Le multe da scongiurare e un segnale da dare alle ammiraglie tedesche a poco più di venti giorni dal voto in Germania. Il dialogo strategico dell'Europa per traghettare nel futuro l'automotive stretto tra l'aggressività della Cina, la minaccia dei dazi di Donald Trump e i costi del passaggio all'elettrico è partito subito con un annuncio: le risposte promesse da Ursula von der Leyen arriveranno il 5 marzo nel piano ad hoc rimasto finora senza data. L'intenzione espressa dalla Presidente - sulla falsariga di quanto fatto con gli agricoltori lo scorso anno - è "sostenere" l'industria giunta al bivio cruciale per portarla a "prosperare in Europa e competere con successo sulla scena mondiale". Una mano tesa già da giorni nel segno della "flessibilità", senza retromarce sul Green deal che gli stessi costruttori confermano di "essere impegnati" a onorare. Ma la loro richiesta, sostenuta da Roma, Berlino e Parigi, è sempre più urgente: servono incentivi per risollevare una domanda che nel continente non decolla.
Alle 10 di mattina i vertici del comparto si sono ritrovati a Palazzo Berlaymont nella sala riunioni dedicata a Jean Monnet, per "affrontare i cambiamenti futuri". Al tavolo, faccia a faccia con von der Leyen, si sono seduti i dirigenti di 22 big dell'automotive tra costruttori (un terzo tedeschi e con Acea a dare voce anche alle istanze di Stellantis), sindacati e associazioni. Assenti invece i governi e i giganti extra-Ue tra cui Tesla, che secondo diverse fonti sarebbe stata invitata. A fine febbraio, ha poi annunciato il vicepresidente Ue Stéphane Séjourné, sarà la volta dei leader di componentistica e batterie, chiamati a raccolta con un messaggio chiaro già espresso nella Bussola per la competitività: l'Europa non può più dipendere da Pechino.

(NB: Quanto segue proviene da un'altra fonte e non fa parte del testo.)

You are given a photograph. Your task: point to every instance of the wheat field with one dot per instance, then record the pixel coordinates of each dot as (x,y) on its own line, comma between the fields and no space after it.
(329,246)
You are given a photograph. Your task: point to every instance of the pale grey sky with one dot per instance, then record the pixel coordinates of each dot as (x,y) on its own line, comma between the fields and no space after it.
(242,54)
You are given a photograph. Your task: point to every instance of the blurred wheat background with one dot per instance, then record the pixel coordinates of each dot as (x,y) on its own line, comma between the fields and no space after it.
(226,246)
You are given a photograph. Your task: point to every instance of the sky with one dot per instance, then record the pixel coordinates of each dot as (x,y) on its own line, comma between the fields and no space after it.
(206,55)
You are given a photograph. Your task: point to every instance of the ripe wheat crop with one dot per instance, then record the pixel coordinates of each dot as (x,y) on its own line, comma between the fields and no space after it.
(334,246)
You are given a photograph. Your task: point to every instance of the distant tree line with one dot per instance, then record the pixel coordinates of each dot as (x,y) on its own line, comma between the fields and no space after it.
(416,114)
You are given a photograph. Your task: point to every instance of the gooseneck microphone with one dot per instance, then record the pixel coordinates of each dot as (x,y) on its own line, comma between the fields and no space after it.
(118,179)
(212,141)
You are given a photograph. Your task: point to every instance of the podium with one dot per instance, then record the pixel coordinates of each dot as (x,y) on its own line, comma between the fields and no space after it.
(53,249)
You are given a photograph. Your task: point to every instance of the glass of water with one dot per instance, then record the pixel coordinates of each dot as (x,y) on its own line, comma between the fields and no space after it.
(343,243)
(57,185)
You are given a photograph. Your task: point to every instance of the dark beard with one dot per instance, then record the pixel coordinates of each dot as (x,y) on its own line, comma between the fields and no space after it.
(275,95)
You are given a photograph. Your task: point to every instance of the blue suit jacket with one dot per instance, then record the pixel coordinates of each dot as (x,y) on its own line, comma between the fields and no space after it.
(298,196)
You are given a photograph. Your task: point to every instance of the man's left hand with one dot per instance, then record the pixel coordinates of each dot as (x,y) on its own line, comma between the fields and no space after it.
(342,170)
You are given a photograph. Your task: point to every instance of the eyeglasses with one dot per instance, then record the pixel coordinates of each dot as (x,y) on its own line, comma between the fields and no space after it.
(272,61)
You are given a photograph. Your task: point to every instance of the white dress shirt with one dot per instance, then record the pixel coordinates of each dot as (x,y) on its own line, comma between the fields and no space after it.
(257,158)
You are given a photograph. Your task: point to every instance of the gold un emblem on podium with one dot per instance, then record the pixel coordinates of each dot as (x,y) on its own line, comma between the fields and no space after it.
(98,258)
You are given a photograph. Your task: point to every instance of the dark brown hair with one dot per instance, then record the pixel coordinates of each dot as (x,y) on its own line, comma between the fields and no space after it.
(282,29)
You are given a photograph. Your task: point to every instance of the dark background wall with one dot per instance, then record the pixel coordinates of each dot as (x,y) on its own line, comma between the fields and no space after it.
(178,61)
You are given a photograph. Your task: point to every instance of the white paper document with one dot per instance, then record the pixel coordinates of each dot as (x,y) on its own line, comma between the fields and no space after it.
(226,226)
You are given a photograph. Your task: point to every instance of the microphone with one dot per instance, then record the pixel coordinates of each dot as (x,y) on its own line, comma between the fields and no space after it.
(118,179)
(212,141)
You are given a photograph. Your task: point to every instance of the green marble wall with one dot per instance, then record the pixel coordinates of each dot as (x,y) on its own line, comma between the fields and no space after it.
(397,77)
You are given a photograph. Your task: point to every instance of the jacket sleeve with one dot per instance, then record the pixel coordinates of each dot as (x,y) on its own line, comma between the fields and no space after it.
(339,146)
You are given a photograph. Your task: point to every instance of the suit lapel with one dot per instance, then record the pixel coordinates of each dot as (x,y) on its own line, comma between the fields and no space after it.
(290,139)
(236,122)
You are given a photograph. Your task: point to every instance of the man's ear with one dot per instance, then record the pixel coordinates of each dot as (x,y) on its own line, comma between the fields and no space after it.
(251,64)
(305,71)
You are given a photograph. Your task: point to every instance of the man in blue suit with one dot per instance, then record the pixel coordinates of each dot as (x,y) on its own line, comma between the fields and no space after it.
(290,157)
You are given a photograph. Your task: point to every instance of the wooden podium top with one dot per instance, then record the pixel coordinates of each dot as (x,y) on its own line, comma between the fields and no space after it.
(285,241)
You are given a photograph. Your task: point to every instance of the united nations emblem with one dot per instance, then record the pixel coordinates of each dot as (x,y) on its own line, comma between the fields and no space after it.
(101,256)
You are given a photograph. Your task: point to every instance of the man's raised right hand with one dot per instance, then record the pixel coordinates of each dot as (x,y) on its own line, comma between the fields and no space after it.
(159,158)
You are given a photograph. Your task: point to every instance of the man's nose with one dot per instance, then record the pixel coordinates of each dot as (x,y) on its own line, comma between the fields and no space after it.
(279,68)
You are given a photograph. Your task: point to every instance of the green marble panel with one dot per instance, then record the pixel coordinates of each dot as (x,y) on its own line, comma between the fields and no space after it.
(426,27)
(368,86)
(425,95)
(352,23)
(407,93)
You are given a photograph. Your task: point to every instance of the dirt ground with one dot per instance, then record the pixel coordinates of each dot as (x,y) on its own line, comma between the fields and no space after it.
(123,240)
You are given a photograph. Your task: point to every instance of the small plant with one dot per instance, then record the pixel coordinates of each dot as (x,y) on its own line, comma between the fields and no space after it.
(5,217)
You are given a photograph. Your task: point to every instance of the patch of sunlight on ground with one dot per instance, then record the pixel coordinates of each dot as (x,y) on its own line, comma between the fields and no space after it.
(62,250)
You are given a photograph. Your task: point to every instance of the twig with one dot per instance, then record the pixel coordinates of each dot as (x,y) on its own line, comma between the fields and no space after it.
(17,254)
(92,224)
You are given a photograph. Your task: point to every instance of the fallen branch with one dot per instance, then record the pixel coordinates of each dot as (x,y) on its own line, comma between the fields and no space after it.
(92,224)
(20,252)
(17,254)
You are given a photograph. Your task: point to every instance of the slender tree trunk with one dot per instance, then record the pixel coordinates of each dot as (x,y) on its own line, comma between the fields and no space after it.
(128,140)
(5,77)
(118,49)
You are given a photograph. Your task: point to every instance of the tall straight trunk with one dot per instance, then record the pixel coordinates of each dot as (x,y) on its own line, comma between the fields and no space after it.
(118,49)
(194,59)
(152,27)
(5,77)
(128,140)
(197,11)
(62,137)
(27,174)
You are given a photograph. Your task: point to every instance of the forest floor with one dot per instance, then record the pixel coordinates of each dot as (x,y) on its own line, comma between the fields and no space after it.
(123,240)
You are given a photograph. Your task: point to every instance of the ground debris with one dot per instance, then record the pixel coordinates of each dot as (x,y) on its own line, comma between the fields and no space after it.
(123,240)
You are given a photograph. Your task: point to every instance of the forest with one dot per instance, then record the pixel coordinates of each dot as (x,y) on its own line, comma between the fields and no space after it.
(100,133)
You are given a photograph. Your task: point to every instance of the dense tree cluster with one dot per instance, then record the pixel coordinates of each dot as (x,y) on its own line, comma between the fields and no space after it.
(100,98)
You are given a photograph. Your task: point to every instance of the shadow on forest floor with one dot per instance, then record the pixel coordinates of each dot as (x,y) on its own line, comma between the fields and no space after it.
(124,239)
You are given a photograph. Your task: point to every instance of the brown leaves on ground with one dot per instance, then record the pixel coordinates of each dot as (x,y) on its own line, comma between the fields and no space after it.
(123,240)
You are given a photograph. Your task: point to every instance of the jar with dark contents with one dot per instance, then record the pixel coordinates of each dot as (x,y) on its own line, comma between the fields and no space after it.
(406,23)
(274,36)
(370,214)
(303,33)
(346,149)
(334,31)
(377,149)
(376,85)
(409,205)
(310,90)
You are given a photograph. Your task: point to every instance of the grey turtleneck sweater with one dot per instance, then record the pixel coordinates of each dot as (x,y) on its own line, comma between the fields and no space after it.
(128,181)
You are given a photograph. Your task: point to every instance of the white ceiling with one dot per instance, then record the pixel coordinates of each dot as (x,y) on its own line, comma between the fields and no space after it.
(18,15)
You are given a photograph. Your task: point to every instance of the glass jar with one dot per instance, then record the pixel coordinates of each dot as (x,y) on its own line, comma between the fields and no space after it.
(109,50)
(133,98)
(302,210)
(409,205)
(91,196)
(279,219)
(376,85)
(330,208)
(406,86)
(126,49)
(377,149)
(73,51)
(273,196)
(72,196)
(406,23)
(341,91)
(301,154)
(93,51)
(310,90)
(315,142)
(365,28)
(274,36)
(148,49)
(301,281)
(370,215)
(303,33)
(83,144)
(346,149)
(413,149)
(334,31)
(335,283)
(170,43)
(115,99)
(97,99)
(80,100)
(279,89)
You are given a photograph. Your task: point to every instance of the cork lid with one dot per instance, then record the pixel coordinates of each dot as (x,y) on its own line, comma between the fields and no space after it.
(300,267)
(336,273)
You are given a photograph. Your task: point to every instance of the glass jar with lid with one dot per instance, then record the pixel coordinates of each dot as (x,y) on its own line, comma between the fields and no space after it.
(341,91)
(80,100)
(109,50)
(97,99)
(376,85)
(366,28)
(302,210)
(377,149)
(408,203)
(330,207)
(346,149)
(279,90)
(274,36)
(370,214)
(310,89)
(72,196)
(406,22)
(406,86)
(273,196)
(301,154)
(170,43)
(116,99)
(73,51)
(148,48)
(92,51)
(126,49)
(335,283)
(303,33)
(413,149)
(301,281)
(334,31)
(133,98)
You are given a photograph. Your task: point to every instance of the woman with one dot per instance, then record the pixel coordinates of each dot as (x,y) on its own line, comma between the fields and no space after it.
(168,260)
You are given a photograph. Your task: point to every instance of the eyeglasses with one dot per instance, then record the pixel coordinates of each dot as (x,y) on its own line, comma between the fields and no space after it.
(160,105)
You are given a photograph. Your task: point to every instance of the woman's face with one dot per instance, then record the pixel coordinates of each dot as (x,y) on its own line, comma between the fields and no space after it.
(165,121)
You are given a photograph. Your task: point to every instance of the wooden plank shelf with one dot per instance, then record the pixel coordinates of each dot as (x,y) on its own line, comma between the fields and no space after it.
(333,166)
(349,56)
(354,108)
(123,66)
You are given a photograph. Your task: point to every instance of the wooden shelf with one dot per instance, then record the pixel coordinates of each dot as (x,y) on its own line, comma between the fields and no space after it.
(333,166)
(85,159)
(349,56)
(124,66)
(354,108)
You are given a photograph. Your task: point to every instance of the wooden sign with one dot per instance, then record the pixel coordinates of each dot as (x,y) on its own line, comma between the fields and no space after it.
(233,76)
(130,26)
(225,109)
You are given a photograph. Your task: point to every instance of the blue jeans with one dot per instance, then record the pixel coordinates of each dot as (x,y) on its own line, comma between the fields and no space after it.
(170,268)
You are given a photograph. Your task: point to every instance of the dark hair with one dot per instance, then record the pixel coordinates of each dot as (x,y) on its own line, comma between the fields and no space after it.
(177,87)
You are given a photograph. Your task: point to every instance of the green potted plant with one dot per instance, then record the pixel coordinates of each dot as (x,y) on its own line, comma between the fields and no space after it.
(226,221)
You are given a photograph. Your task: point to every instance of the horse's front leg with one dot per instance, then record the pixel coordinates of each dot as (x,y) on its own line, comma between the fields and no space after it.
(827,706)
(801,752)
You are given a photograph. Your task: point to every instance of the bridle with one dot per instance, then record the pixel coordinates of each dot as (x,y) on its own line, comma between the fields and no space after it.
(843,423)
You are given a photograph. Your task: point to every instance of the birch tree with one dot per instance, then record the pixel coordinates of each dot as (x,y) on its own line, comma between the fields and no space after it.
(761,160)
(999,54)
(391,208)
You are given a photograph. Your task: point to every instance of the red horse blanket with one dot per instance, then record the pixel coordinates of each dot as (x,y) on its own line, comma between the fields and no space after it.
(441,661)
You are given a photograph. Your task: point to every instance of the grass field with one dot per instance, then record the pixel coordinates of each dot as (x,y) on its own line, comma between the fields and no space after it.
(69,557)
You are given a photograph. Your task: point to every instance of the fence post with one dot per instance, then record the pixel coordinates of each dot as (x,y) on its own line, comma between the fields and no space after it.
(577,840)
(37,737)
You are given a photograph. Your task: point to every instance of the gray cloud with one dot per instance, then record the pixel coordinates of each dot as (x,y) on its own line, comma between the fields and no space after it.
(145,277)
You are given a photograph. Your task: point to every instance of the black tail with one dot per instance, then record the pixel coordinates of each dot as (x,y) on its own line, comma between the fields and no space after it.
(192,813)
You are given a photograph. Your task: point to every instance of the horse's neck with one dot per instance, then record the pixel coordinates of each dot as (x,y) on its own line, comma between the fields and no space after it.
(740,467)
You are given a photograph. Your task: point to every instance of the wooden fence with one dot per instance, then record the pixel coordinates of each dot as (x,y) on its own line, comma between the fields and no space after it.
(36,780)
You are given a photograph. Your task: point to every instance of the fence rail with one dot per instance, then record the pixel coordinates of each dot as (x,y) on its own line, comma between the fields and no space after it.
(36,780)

Il piano della Commissione, che sarà nelle mani del commissario Ue per i Trasporti, Apostolos Tzitzikostas, punterà a manodopera, innovazione e un quadro normativo più stabile. Ma il nodo più urgente da sciogliere resta quello delle multe per chi non centra i target di emissioni in vista del traguardo finale del 2035 con lo stop dei motori a benzina e diesel. Von der Leyen ha promesso "flessibilità e pragmatismo": senza toccare i limiti, si lavora a una soluzione per alleggerire il peso sulle aziende. L'idea iniziale di creare pool di costruttori per spartirsi il carico del taglio delle emissioni non convince. A prendere sempre più quota è invece l'idea di congelare le sanzioni a patto che l'automotive si impegni a reinvestire le risorse nella transizione green. E parte dei fondi di coesione Ue, stando a quanto circola nei palazzi Ue, potrebbe essere dirottata su colonnine di ricarica, innovazione, materie prime per le batterie e riqualificazione della manodopera. Misure che l'industria - sostenuta dal cancelliere Olaf Scholz e da Roma e Parigi - chiede vengano poi ampliate con un piano europeo di incentivi. Il primo passo è già deciso: partire dalle flotte aziendali. Dopo, potrebbe prendere forma l'idea di un sistema di defiscalizzazione.